I enjoyed most of Chejfec’s dissertation, but I wish he had expanded even more on the autobiographical aspects of this essay, where I felt the writing was most luminous.

I have enthusiastically followed the work of Puerto Rican poet Nicole Cecilia Delgado. 

Her latest book Adjacent Islands (Ugly Duckling Presse, £15), translated by poet Urayoan Noel, is one of Delgado’s “camping books” that she wrote “to record specific experiences observing the body in space.”

Delgado spent a few days camping in the Isla de mona (Amona), the third-largest island of the Puerto Rican archipelago.

The collection is divided into sections by day and written with a language that is simple yet powerful, revealing a place and a history under constant threat. 

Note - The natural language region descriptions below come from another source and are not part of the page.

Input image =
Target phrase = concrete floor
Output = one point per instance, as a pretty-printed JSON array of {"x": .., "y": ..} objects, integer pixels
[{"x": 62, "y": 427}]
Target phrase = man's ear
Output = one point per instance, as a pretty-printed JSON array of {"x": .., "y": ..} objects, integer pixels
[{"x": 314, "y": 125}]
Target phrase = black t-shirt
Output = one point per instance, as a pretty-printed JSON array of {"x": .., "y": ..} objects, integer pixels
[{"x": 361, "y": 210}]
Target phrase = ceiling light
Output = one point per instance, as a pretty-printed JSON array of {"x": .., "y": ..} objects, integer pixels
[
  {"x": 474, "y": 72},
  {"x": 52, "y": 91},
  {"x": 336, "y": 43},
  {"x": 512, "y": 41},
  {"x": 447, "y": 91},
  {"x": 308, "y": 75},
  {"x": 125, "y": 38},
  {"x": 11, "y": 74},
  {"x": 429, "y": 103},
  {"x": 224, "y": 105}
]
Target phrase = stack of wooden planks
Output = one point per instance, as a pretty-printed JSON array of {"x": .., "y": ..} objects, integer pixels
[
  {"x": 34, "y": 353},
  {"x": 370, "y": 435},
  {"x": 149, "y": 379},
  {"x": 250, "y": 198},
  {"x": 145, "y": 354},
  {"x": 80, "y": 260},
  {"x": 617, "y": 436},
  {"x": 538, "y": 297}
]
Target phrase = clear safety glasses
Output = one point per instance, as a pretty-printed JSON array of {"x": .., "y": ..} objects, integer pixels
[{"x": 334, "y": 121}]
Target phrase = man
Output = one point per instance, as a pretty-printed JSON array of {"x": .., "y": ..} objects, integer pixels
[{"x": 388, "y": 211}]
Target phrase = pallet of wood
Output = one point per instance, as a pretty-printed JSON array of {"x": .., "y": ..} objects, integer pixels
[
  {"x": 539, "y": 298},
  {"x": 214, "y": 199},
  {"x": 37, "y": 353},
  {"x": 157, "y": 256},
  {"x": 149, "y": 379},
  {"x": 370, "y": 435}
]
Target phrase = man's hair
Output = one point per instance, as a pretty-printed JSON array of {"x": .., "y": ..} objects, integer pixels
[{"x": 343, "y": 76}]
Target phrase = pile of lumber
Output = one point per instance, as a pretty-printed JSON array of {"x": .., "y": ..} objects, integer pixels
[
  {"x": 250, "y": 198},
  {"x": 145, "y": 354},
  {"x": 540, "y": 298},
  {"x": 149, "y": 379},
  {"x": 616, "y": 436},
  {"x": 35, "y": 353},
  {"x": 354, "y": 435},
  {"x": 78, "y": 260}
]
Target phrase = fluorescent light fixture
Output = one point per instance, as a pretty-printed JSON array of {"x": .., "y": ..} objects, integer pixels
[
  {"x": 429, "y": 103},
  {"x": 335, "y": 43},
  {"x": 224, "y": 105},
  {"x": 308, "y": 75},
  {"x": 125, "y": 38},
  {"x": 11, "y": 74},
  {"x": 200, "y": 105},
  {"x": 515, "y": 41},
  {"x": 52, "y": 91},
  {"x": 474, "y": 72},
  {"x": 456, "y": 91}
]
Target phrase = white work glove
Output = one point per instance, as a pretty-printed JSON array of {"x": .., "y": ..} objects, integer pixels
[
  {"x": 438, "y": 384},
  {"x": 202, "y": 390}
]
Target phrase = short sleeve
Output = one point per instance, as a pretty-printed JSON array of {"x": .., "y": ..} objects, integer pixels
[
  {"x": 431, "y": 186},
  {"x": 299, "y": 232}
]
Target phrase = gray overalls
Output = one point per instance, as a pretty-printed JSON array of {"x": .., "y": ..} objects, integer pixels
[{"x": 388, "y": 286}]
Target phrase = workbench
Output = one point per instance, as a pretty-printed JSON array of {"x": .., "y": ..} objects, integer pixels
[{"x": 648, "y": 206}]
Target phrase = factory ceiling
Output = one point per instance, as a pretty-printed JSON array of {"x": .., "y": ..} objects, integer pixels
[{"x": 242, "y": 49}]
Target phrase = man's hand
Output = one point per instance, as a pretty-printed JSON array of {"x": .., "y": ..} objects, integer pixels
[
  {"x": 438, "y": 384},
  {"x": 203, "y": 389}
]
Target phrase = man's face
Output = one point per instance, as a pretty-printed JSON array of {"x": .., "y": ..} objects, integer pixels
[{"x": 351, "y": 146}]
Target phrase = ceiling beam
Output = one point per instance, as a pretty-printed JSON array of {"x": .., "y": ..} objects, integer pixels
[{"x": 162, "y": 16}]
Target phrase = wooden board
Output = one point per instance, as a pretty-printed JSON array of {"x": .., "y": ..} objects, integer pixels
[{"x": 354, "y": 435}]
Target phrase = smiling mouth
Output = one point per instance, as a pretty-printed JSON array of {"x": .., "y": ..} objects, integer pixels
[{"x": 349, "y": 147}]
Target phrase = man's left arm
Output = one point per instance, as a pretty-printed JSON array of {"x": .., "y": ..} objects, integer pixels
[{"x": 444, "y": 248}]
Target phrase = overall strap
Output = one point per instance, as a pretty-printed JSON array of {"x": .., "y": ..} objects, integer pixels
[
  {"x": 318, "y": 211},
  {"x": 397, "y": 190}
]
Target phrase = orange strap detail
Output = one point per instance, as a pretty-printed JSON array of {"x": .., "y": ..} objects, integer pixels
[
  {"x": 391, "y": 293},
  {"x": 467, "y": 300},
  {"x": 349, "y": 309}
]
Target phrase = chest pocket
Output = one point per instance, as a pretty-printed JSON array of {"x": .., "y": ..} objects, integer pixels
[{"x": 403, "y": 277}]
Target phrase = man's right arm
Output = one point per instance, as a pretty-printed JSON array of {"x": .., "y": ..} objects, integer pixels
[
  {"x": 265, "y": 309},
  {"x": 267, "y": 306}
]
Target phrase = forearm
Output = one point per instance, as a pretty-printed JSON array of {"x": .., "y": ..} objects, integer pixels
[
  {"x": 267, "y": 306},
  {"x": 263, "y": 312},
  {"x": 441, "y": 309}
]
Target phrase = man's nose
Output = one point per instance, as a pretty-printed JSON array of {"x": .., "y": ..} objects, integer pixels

“Day 4, Wednesday, July 3/ I walk on countless cacti./ The island is this./ The trace of blood hunters leave behind/at season’s end,/ the garbage spewing from our rivers —/ paradise is polluted and we/ look the other way./ In Cueva de Lirio now,/ why does it have that name?”

A communal force inspires these few poems — they are as political as rebellious, looking at the untranslatable poetry of indigenous communities of Puerto Rico, among them the Taino.

In a letter to Noel, Delgado explains: “Over the past weeks, I’ve returned to thinking about the Taino and Taino-ness as a space of current political struggles and about the folx who are reclaiming indigenous rights in Puerto Rico, where we’ve bought into the lie of the root extinction of indigenous populations.” 

Through her “camping poetry” experience, Delgado uncovers an island and its struggles as a space of hope: “Suddenly, one last vision/ of the beach and cave/ that were also/ our home.”